The report says that a jump in exports would bring thousands of good jobs to the region. “Export-related jobs pay relatively well,” the report states. “And for metropolitan area industry clusters and firms, international engagement and competition brings its own benefits of heightened innovation and productivity growth.”
The prospect of such gains is especially attractive in the Mountain zone, moreover, given the present moment of self-reflection in a region that appears faced with the partial breakdown of its traditional migration- and real estate-driven growth machine. With such sources of domestically-driven growth looking less reliable, export-based development holds out one possible new source of sustainable job-creation and broadly shared prosperity.
The Brookings study says there are large overseas markets for US-produced products and services whose potential is not being realized, and that the transformation to a more export-oriented economy will be led by America’s metropolitan areas.
To take advantage of these opportunities, which are crucial to re-balancing our nation’s economy and creating a foundation for our future economic security, we must harness our economic geography, take advantage of the resources in our metropolitan areas, and shape national policies to promote exports by engaging the economic realities of our metros.
In Boise, Phoenix and Albuquerque in particular, the study says, public and private leaders need to actively engage and collaborate to create good-paying jobs.
As to the Mountain West findings, here they are, based on data for the years 2003 to 2008:
1. Exports are an important source of good jobs in the Mountain West and export growth has the potential to generate significant and much-needed job creation in the region. In 2008 fully 454,000 workers in the 10 largest Intermountain region metros were employed in export-related jobs, with thousands of other local jobs dependent on the spending on local services that those earnings generate. What is more, export jobs are good jobs: The typical Mountain metro worker employed in his or her metro’s top export sector earns nearly 1.5 times the wage of the average American worker.
2. The major Mountain region metropolitan areas are not exceptionally large exporters in dollar terms but a number of them export a significant portion of their overall output. Seven out of 10 of the Intermountain West’s large metros depend on exports for larger shares of their gross metropolitan product (GMP) than the nation’s largest 100 metros taken together. Mountain metros, moreover, not only expanded their export sales but also grew more export intensive from 2003 to 2008. Only in Phoenix did output growth outpace export growth overall so that export intensity declined.

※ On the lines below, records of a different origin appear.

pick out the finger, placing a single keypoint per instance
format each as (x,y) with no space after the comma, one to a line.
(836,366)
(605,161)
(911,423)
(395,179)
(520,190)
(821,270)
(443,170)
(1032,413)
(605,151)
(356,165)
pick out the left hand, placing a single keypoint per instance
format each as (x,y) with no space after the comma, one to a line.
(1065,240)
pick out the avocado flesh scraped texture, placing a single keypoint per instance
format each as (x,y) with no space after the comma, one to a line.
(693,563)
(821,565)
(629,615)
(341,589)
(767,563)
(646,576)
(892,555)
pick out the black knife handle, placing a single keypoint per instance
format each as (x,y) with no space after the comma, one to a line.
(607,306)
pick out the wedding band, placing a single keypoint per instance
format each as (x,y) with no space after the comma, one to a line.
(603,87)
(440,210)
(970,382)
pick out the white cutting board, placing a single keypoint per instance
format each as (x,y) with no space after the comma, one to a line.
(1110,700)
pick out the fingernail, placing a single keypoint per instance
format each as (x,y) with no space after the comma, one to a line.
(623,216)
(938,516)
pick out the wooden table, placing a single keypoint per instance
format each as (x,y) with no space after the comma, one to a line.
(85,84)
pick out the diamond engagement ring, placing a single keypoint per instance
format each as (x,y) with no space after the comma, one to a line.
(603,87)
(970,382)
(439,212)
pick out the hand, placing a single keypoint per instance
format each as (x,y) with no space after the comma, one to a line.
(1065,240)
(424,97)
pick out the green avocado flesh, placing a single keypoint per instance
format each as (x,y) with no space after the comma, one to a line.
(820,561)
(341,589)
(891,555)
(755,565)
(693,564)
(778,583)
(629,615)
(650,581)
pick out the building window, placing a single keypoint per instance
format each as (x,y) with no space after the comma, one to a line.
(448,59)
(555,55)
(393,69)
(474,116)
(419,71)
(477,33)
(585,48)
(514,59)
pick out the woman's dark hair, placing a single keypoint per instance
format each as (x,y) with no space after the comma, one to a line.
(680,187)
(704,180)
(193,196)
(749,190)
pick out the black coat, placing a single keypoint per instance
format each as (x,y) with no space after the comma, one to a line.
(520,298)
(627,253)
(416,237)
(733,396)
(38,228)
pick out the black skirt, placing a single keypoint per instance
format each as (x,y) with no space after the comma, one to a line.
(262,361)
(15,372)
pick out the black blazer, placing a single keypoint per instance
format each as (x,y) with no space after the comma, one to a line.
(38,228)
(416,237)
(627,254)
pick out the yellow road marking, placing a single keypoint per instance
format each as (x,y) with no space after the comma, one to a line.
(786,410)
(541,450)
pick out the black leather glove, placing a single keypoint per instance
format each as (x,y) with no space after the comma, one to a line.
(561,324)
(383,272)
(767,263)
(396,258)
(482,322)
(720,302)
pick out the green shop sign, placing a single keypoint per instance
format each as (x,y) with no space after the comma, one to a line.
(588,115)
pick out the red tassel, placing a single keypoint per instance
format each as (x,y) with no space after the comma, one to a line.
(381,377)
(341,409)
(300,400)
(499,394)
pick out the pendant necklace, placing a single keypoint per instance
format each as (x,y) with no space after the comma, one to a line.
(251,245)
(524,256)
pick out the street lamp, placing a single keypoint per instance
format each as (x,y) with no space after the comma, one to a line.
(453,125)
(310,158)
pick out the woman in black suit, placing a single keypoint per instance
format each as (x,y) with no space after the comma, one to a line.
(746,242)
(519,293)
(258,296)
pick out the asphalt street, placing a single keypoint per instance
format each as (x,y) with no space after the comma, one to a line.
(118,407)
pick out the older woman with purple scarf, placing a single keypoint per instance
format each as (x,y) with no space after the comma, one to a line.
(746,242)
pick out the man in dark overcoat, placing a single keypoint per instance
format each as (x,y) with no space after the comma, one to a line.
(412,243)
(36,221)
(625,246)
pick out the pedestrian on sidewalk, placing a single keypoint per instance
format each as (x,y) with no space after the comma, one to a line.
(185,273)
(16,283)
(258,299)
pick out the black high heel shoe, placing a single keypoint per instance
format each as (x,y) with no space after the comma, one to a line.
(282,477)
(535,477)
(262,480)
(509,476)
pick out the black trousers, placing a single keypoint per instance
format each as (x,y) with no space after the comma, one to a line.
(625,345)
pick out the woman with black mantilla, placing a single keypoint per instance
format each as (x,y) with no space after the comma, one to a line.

3. Services constitute a greater share of export activity in the Intermountain West metros than they do in the average large metro nationally. Service exports—ranging from architecture or engineering work to research and consulting to education and tourism—represent a strength of the Mountain region. Service sales comprise a much larger share of Mountain metro exports, at 45 percent, than they do for the country’s largest 100 metros as a group, which places only 37.5 percent in services. In two Mountain metros—Las Vegas and Denver—services account for the majority of all regional exports. In fact, Las Vegas generated a larger share of its GMP from service exports in 2008 than any other major metro.
4. The Mountain region’s large metros are quite varied in their export specializations. Computer and electronic product manufacturing stands out as one of the region’s clear specializations, and transportation equipment (frequently related to defense); service production, including tourism; and metal manufacturing also distinguish the region’s export map. Across metros, however, the export bases of some economies appear far more diversified than others. And one note of concern: Export earnings in the prominent computer and electronics industry actually fell in seven metros over the five-year period studied, pointing to the need to maintain constant vigilance in the face of changing global markets.
5. Strengths in manufacturing and innovation tend to drive metropolitan export power. Manufacturing industries nationally are the most export oriented, and so metro areas that specialize in manufacturing tend to export the largest shares of their GMP. Export-oriented metropolitan also tend to be significantly more innovative, defined by their rate of patent production—which existing evidence suggests may be explained by more innovative firms being more likely to export by nature and export activity itself reinforcing innovation through competition. Exemplifying this in the West is Boise, the region’s patent leader and number two metro on manufacturing and export intensity indicators.
6. Canada and Mexico remain the region’s leading export markets but major growth opportunities reside in large emerging markets like Brazil, India, and China (the BIC group of countries) as well. With years of potentially tepid domestic sales ahead, companies need to redouble their search beyond the U.S. border for new sources of demand. As it happens, though, exports from the large Mountain metros are no more likely to be destined for Mexico than those from the average large metropolitan area, despite the region’s close proximity. And while five of the Mountain metros capitalized on opportunities farther afield—in the large and rapidly growing emerging markets of the BICs, for example—five stood on the sidelines with below average growth in exports to these markets.